Объяснение же основное, самое существенное, заключается в том, что кого бы Рембрандт ни изображал, он изображает и тебя, как Шекспир или Толстой, о ком бы они ни повествовали, повествуют и о тебе. Но если в мире литературы это воспринимается как обыкновенная особенность гения, то в мире живописи по каким-то не до конца познанным законам искусства поражает как чудо. Возможно, дело в том, что в живописи перед нами человек в его телесной яви. Легче вообразить себя Гамлетом, чья физическая стать воссоздается нашей фантазией, чем отождествить хотя бы на минуту собственное «я» с человеком, чье лицо, руки, одежда, осанка — до тончайшей морщинки на лбу и едва уловимой складки на камзоле — даны с убивающей воображение наглядностью.
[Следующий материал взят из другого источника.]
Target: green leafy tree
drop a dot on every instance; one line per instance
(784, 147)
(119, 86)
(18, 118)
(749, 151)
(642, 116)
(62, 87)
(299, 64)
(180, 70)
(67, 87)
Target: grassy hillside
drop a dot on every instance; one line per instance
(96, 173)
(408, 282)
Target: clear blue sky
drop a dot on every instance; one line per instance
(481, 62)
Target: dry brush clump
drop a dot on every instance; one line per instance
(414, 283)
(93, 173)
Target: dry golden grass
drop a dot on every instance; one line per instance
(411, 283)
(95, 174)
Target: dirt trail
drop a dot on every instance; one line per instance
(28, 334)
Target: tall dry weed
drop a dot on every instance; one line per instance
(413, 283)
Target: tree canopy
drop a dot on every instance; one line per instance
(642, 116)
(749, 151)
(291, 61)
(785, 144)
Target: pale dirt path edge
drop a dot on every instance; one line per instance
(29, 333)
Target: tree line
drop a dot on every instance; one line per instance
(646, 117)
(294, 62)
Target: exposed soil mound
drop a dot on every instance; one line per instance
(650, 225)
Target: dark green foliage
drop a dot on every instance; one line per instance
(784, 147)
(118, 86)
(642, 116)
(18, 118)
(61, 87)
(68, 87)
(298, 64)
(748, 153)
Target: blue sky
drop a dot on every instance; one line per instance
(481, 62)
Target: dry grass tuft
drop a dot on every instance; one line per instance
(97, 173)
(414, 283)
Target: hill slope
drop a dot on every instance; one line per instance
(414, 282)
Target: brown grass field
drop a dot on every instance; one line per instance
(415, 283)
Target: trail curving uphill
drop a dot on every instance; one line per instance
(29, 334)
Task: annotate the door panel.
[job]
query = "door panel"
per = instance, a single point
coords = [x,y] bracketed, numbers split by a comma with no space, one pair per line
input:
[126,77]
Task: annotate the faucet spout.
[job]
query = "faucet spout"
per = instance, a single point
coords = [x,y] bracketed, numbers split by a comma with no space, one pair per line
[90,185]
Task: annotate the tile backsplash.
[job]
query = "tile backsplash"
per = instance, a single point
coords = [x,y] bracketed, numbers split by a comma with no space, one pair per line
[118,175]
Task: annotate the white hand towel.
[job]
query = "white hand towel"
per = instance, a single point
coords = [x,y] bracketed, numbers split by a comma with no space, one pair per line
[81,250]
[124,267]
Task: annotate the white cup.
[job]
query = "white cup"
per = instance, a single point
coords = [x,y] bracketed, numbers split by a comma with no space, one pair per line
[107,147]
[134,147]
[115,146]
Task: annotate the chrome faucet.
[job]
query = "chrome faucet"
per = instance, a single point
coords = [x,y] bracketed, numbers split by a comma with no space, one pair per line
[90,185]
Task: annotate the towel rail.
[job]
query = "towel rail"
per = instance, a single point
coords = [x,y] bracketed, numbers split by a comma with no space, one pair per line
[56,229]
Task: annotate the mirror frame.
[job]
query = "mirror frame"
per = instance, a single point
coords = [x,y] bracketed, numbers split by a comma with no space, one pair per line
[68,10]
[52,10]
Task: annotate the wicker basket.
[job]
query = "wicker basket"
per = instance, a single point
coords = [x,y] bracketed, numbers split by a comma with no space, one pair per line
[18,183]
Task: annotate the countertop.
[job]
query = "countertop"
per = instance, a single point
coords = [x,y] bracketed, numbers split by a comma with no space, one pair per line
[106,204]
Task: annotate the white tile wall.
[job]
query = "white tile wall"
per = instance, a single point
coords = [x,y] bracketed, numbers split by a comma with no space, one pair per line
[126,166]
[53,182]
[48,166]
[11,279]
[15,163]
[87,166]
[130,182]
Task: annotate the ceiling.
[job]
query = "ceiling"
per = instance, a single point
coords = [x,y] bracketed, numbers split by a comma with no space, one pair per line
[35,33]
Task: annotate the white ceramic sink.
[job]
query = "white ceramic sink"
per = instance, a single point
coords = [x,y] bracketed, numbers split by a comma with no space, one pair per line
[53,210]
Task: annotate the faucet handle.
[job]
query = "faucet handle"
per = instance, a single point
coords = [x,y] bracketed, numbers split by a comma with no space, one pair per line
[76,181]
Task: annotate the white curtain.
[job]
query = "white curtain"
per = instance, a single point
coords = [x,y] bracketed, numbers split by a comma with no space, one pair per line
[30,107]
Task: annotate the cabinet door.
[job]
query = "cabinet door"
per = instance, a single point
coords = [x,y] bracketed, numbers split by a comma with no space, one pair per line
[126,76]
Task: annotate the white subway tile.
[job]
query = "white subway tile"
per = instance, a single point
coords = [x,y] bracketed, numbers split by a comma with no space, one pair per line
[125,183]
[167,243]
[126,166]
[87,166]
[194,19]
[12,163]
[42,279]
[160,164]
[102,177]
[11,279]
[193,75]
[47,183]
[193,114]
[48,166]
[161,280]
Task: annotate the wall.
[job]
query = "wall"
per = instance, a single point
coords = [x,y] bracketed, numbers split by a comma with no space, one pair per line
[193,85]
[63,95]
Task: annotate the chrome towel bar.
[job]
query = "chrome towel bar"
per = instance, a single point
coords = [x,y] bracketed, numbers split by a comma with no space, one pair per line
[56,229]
Рембрандт, пожалуй, единственный из художников, делающий подобное чудо возможным, потому что человек, которого он пишет, больше, чем этот человек, и в то же время он именно этот, единственный, увиденный на деревенской дороге или на церковной паперти, а может быть, в лавке антиквара… И вот в этом, единственном, изображенном порой в библейской одежде, ты узнаешь себя.

Почему?

Я опять по непарадной лестнице поднимался сюда из античных залов, и с того мига, когда с какой-то разрывающей сердце будничностью открывались мне на пороге лицо старика и лицо старушки, казалось бы, неподвижные в скорби и все же иные, чем я оставил их вечером, у меня перехватывало дыхание.

Женщина, понуро покоившаяся на стуле, теперь, конечно, узнавала меня, иногда улыбалась. Я тоже рассеянно улыбался ей. Она опускала голову, видимо не желая отвлекать меня от картин даже беглым напоминанием о собственном существовании. Лишь два раза она подошла поближе — чтобы опустить занавес, когда зимнее солнце чересчур усердно освещало «Давида и Ионафана», и чтобы поднять его, дать войти сюда белому дню, когда за окном мела метель. Я мельком увидел ее руки и чуть удивился тому, что они по-мужски большие. Однажды, когда я, видимо, чересчур долго стоял перед картиной, она захотела — мы были одни в зале — пододвинуть ко мне стул, но я уловил эту попытку и отослал ее жестом обратно.